Click here to read reviewer Bob Walch's take on A Friend of the Family.
From his time as a young internist in the early 1990s and his role as a husband and as a father, the author powerfully chronicles the tempestuous struggles of Dr. Pete Dizinoff, his wife, Elaine, and their wayward artist son, Eric. Drawn to be a painter - his father’s wishes be damned
- Eric has fallen under the spell of Laura Stern, the daughter of Pete’s best friends, Iris and Joe Stern.
With thick reddish hair falling over her shoulders and her benign smile, Laura has perhaps deliberately set Eric on a path of rebelliousness, instilling in him a cartoonish, almost ludicrous transformation which in turn has caused an emotional rift between father and son. Pete is appalled that Eric would defy his father’s wishes and choose to take off on a freewheeling trip to France with Laura rather than going to college.
For Pete, Laura is far from the clever, blank, nervous seventeen-year-old girl he remembered - and far from the girl who was admitted to a psychiatric facility for crushing the skull of her baby
at twenty-five weeks gestation. As Pete works though his feelings for Laura and the profound loss and sense that his son has ultimately betrayed him, the memories of how life bought him to this time and place shade much of this novel.
Until recently, Pete has lived in the excessive garden “of the good and suburban” with Elaine and with Iris and Joe, all in search of a world of success.
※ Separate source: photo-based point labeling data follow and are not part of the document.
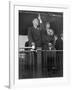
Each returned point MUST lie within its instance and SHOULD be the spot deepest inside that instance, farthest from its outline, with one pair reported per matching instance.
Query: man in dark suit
(34, 34)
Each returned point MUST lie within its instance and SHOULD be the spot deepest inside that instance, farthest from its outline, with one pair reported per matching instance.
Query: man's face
(47, 26)
(35, 22)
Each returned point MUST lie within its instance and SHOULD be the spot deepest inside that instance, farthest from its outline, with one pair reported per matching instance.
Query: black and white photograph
(40, 44)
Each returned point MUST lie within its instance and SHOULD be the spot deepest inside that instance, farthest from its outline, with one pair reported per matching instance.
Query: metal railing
(38, 61)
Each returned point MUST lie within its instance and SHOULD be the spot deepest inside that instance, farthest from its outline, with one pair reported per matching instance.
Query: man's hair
(47, 23)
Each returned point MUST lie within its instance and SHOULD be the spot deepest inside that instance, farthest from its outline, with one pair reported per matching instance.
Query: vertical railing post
(39, 62)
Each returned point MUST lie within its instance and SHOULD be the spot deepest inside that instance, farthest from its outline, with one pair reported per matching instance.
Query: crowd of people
(43, 38)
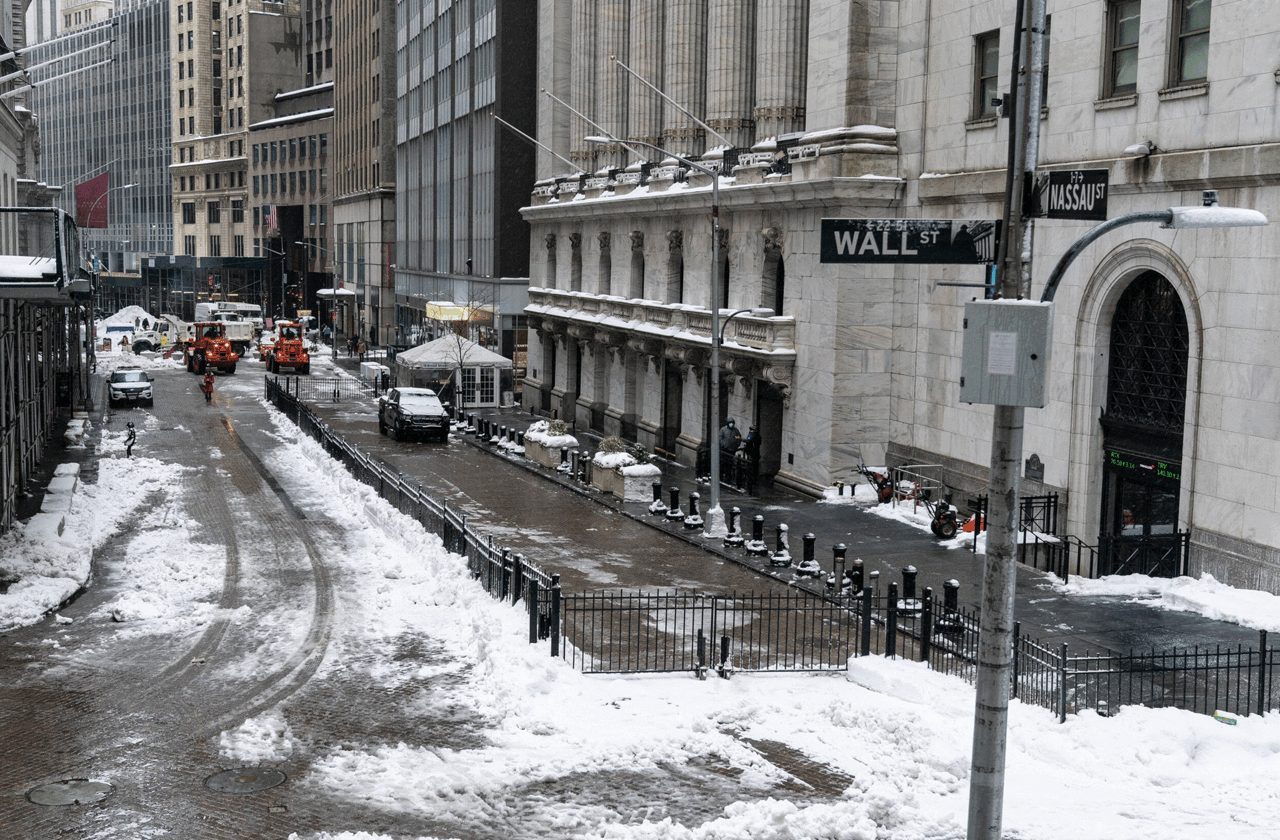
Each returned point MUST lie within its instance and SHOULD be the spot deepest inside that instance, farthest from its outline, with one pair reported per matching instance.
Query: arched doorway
(1142, 427)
But now a malpractice suit threatens his existence, his professional life, and even Elaine’s loyalty and steadfastness to him. While Eric remains estranged and Elaine unforgiving, Pete’s future
balances on Joe’s fingertip “as though it could blow his whole life and livelihood away.”
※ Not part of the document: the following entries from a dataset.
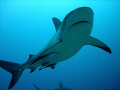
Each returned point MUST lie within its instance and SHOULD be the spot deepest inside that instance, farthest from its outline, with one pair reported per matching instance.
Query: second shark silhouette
(71, 35)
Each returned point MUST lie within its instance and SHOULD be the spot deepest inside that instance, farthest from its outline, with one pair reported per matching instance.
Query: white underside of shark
(71, 35)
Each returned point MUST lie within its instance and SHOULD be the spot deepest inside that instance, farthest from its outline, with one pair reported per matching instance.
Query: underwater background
(26, 27)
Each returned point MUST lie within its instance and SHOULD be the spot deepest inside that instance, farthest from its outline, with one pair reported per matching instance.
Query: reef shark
(71, 35)
(61, 87)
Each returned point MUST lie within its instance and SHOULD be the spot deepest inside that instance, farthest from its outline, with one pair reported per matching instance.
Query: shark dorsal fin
(56, 22)
(61, 85)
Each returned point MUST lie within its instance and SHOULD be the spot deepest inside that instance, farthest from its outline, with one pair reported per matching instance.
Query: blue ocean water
(26, 27)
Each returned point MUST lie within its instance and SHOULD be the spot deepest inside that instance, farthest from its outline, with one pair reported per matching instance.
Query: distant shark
(61, 87)
(71, 35)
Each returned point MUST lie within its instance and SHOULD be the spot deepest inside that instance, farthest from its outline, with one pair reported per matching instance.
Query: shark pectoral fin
(12, 68)
(61, 85)
(56, 22)
(97, 43)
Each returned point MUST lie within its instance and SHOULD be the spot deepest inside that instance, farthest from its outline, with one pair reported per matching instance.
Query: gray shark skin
(36, 87)
(61, 87)
(71, 35)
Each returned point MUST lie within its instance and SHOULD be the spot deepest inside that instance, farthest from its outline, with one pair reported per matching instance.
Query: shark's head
(82, 14)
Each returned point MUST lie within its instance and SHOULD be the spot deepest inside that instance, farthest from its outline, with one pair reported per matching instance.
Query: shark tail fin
(12, 68)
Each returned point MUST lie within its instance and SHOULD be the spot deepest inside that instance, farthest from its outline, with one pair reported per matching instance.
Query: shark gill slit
(80, 22)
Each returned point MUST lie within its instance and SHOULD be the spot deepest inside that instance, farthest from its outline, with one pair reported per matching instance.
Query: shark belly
(73, 40)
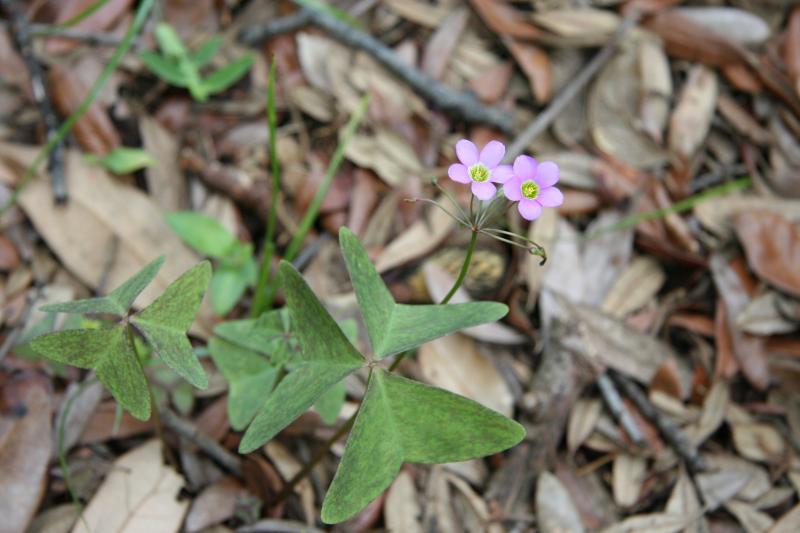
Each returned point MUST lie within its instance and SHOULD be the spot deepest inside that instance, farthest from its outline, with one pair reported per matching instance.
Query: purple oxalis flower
(532, 185)
(482, 169)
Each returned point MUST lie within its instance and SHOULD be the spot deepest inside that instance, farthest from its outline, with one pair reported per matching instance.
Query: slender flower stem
(464, 268)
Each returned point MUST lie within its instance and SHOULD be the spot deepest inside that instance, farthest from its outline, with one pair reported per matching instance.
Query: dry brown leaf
(419, 239)
(789, 522)
(165, 181)
(628, 474)
(736, 24)
(24, 449)
(772, 245)
(579, 26)
(691, 119)
(635, 287)
(753, 520)
(759, 442)
(102, 216)
(401, 510)
(555, 510)
(582, 421)
(613, 111)
(454, 363)
(94, 130)
(215, 504)
(139, 494)
(504, 19)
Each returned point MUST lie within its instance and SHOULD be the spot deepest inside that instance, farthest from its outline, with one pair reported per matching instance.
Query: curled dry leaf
(454, 363)
(140, 493)
(691, 120)
(772, 246)
(555, 510)
(25, 446)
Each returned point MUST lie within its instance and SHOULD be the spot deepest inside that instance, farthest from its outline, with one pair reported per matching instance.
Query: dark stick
(460, 104)
(669, 430)
(571, 90)
(21, 32)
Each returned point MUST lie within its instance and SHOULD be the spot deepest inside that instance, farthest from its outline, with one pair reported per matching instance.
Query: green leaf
(327, 358)
(164, 323)
(169, 41)
(206, 52)
(165, 68)
(221, 79)
(118, 302)
(203, 233)
(404, 420)
(110, 352)
(123, 160)
(394, 328)
(250, 376)
(227, 286)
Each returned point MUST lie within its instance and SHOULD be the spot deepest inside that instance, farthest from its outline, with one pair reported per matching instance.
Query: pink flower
(532, 185)
(481, 169)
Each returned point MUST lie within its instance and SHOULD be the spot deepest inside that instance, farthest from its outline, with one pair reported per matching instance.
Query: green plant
(111, 350)
(399, 419)
(180, 67)
(236, 267)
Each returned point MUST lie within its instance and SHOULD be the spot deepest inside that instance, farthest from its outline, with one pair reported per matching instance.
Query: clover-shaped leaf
(403, 420)
(393, 327)
(111, 350)
(326, 358)
(118, 302)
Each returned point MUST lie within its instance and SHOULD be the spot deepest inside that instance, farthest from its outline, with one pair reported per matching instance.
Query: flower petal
(547, 174)
(512, 189)
(525, 167)
(501, 174)
(483, 190)
(492, 153)
(550, 197)
(529, 209)
(459, 173)
(467, 152)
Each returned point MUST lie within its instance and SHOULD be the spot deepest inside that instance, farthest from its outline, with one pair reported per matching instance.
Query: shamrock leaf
(250, 376)
(164, 323)
(327, 357)
(118, 302)
(111, 353)
(404, 420)
(393, 327)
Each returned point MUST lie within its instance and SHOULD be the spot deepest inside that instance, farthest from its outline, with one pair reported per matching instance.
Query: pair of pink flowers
(530, 183)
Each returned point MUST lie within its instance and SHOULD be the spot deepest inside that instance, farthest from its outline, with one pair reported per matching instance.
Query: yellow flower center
(530, 190)
(478, 172)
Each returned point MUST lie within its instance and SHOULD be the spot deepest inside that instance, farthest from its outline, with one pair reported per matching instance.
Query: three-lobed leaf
(327, 357)
(118, 302)
(394, 328)
(164, 323)
(404, 420)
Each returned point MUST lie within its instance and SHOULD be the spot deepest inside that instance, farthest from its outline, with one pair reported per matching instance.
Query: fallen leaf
(555, 510)
(139, 494)
(25, 447)
(454, 363)
(691, 119)
(772, 246)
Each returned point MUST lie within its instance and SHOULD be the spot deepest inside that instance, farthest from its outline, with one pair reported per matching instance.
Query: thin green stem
(272, 217)
(311, 213)
(139, 19)
(464, 268)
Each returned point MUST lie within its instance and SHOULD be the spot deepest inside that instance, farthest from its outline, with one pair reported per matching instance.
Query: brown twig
(571, 90)
(189, 431)
(21, 32)
(670, 431)
(461, 104)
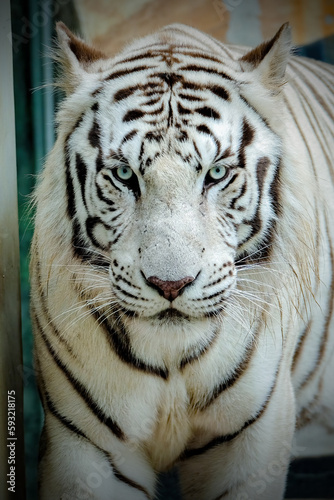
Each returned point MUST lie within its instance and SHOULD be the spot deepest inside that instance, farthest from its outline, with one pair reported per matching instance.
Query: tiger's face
(174, 178)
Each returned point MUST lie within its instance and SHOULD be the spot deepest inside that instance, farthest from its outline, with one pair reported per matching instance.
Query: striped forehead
(160, 104)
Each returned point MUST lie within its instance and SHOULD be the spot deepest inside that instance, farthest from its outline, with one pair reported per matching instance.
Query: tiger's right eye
(124, 173)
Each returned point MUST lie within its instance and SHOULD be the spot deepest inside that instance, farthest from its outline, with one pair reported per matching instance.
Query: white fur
(180, 232)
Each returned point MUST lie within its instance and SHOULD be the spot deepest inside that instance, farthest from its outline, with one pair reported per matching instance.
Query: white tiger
(182, 268)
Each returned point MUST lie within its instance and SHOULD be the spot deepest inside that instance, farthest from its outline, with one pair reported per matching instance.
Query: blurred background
(109, 24)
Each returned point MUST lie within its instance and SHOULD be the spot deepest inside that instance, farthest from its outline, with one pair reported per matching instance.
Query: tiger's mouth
(171, 315)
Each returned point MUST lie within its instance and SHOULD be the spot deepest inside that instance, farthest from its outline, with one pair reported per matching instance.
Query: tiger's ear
(76, 58)
(268, 61)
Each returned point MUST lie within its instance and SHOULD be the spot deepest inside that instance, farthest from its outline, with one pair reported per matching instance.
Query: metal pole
(12, 477)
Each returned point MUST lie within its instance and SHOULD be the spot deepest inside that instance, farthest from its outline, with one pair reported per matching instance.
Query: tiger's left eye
(217, 173)
(124, 173)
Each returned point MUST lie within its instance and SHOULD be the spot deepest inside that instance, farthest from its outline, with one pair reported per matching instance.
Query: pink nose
(170, 289)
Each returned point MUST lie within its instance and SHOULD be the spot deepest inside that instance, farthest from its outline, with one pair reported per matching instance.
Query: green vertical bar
(12, 482)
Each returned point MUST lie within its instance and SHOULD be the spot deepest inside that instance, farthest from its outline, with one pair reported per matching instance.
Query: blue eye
(217, 173)
(124, 173)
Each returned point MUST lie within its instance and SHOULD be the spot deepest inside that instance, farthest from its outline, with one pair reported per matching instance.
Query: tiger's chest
(172, 426)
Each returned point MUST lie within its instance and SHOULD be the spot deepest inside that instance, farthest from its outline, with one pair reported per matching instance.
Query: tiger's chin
(171, 315)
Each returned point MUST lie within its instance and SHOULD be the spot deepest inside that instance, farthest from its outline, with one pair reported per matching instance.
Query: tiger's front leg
(73, 468)
(250, 464)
Grodstein beautifully moves us through Pete’s various dramas: the threat of homelessness, wifelessness, and joblessness, and earlier
his own father's death and then Elaine’s battle with breast cancer. Meanwhile, the longtime friendship with Joe and Iris is strained as Pete can’t quite rise above his vague disgust at what Laura
did - and also the self-satisfaction of not having had it happen to his family.
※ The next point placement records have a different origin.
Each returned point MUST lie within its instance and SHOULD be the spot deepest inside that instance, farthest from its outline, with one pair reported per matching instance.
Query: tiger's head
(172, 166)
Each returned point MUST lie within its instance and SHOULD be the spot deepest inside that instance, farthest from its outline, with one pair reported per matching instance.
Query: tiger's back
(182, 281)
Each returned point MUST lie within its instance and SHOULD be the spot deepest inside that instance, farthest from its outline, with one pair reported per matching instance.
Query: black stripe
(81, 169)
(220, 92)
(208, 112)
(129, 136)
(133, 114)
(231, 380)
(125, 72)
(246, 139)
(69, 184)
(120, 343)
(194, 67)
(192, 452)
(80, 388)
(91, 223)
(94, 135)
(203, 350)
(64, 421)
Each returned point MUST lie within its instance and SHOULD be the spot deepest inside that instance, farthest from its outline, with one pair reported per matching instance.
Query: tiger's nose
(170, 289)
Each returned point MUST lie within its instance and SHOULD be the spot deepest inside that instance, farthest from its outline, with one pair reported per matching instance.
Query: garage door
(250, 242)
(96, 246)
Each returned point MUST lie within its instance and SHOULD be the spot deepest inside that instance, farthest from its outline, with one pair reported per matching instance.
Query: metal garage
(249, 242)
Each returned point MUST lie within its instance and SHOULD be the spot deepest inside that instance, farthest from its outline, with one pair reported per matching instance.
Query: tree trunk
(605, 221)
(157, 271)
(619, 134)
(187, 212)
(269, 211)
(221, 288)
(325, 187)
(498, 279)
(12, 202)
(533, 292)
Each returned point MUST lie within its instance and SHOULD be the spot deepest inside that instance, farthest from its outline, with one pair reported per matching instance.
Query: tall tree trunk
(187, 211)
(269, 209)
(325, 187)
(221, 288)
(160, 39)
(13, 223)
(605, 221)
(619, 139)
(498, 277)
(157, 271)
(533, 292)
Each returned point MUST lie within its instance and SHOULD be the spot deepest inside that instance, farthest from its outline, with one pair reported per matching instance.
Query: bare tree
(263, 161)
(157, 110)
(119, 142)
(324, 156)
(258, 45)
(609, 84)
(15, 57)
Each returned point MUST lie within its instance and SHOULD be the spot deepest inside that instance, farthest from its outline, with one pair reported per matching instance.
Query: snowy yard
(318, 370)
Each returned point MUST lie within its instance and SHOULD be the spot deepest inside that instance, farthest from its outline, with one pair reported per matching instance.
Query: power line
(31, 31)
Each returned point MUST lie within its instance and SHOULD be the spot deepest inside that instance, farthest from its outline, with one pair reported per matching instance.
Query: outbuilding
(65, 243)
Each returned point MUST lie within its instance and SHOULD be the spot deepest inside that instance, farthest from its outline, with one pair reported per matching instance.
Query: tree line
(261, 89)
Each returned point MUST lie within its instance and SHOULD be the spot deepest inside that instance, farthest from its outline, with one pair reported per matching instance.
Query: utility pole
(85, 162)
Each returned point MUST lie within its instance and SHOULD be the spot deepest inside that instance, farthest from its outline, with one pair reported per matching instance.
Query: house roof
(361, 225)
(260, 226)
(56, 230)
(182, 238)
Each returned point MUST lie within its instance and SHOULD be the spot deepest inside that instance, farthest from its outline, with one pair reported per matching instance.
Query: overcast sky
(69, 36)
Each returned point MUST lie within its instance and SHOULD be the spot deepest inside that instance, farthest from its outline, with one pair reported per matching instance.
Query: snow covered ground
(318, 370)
Eventually, Eric prospers in an entirely different direction while Pete anguishes over the long nights his son spends in the East Village in Laura’s bed. But Pete can do little to control Eric’s willful ways. This novel - filled with drama, struggle, and complicated family entanglements
- centers on Pete, Elaine, Iris and Joe as they all try to cope with the consequences of Eric and Laura’s bourgeois disenchantment and their naďve
youthful rebellion.
Despite his drawbacks, Pete is a good man, a hard worker, and an intensely moral man who clearly wants the best
for Eric even though he can’t see that he’s stifling him by not letting his son follow his own path in life. Ultimately, however, Pete’s downfall is his self-righteous determination. Forced to question his own moral compass, Pete ends up learning some hard lessons about what it means to be a loyal friend, a loving husband, and a committed, accepting father.